The epidemic control measures in China from a historical perspective







About the Author

Christos Lynteris

Dr. Christos Lynteris is a Senior Lecturer in Social Anthropology at the University of St Andrews. He is the Principal Investigator of the Wellcome-funded project The Global War Against the Rat and the Epistemic Emergence of Zoonosis. His research focuses on the anthropology and history of epidemics and epidemiology, with a particular focus on zoonotic diseases.

Audio transcript

The outbreak of the new coronavirus in Wuhan and the spread of the epidemic across China have led to the adoption of community containment measures, such as quarantine and the lock-down of cities numbering millions of people. To understand what is happening in China, we need to place epidemic control measures in their proper historical context.

Epidemics and their control form an important but often neglected part of the modern history of China. Following the defeat of the Chinese Empire in the first and second Opium War, colonially controlled treaty-ports came under sanitary regimes imposed by foreign imperial powers. It was only in 1910 that the Qing Empire, only a few months before its collapse, rose to the task of epidemic control. This was in response to a devastating epidemic of pneumonic plague; an airborne form of the disease that decimated the North-Eastern Provinces of the Empire, known at the time as Manchuria.

What led to the adoption of isolation and quarantine for the first time by the Chinese state was the antagonism faced by Russia and Japan in the region. Controlling interlocking areas of Manchuria, these empires were quick to impose quarantine and isolation as a means of halting the epidemic, but also as a way of claiming control over the region.

Posing a threat to Chinese sovereignty over Manchuria, this led the Qing throne to authorise the adoption of the same measures by the Chinese authorities in the region. The success in halting the epidemic was recognised by the Republican heirs to the Chinese state, who as a result instituted the first epidemiological apparatus in China: The North Manchurian Plague Prevention Service. A service that was in reality concerned with the study and control of all infectious diseases.
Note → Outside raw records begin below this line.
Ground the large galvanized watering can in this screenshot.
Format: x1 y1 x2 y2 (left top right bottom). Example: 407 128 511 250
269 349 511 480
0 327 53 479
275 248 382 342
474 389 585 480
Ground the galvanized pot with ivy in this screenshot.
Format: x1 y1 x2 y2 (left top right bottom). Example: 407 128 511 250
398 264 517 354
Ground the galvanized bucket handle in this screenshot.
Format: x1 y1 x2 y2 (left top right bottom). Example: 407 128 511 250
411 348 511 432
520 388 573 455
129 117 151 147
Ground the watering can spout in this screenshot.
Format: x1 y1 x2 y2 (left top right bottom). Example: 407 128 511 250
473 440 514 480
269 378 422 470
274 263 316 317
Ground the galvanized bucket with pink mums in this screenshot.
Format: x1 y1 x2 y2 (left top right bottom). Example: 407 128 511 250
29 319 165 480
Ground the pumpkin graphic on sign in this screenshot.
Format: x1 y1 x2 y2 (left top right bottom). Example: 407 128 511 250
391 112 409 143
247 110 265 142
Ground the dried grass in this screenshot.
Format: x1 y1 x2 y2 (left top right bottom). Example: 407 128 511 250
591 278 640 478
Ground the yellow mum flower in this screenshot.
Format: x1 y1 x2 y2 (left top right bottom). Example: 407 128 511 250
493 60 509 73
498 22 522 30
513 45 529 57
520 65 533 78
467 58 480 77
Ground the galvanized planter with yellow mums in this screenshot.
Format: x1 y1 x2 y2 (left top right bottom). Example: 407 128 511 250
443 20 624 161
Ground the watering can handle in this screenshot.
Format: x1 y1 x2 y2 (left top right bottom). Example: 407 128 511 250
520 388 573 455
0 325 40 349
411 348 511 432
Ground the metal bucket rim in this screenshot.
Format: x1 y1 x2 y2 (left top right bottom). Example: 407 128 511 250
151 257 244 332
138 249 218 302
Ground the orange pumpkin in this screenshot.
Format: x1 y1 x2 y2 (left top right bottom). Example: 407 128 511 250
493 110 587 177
The emergence of modern epidemic control in China was thus a highly political and indeed geopolitical event. Sovereignty and quarantine, as historians of the region have shown, have since been interlinked, with the ability of the Chinese state to hold a monopoly over the decision to apply quarantine measures when, where and in the way it deems necessary being a measure of state power.

Under the control of the Communist Party, China has undergone several transformations in public health policy. The SARS pandemic of 2003 in particular has traditionally been approached as a watershed, as it highlighted the need for international cooperation, and the limitations of national sovereignty in situations of epidemic emergency.

Those who however over-rely on the so-called lessons of SARS do so at their own peril. For China in 2020 is not China in 2003. In charge of the current crisis, President Xi has managed to maintain an acceptable level of international cooperation whilst at the same time reinforcing practices of quarantine as a tool and indeed a proof of national sovereignty.

The subtleties of announcements by Chinese officials are often lost to untrained ears. So when in his latest speech about the coronavirus, Xi described it as a demon, this was quickly dismissed as a mere metaphor. However, a historical perspective of epidemic control in China warns us against this quick dismissal of Xi’s turn of phrase.

Everyone in China would recognise in his choice of words the shadow of the founder of the People’s Republic, Mao Zedong, who in 1958 wrote one of his most famous poems, “Farewell to the God of Plague”. Written to celebrate and further boost mass-line styled efforts of eradicating schistosomiasis, the poem has been taught at schools for decades.

Describing the waste brought about by the pestilence, the poem ends with a promise of bidding the god or demon of plague farewell. Coming from Mao, and echoed in Xi, this is not simply some metaphysical well-wishing, but a promise of the state, and of the head of state, to its people; a promise for better days if only they follow faithfully the party line.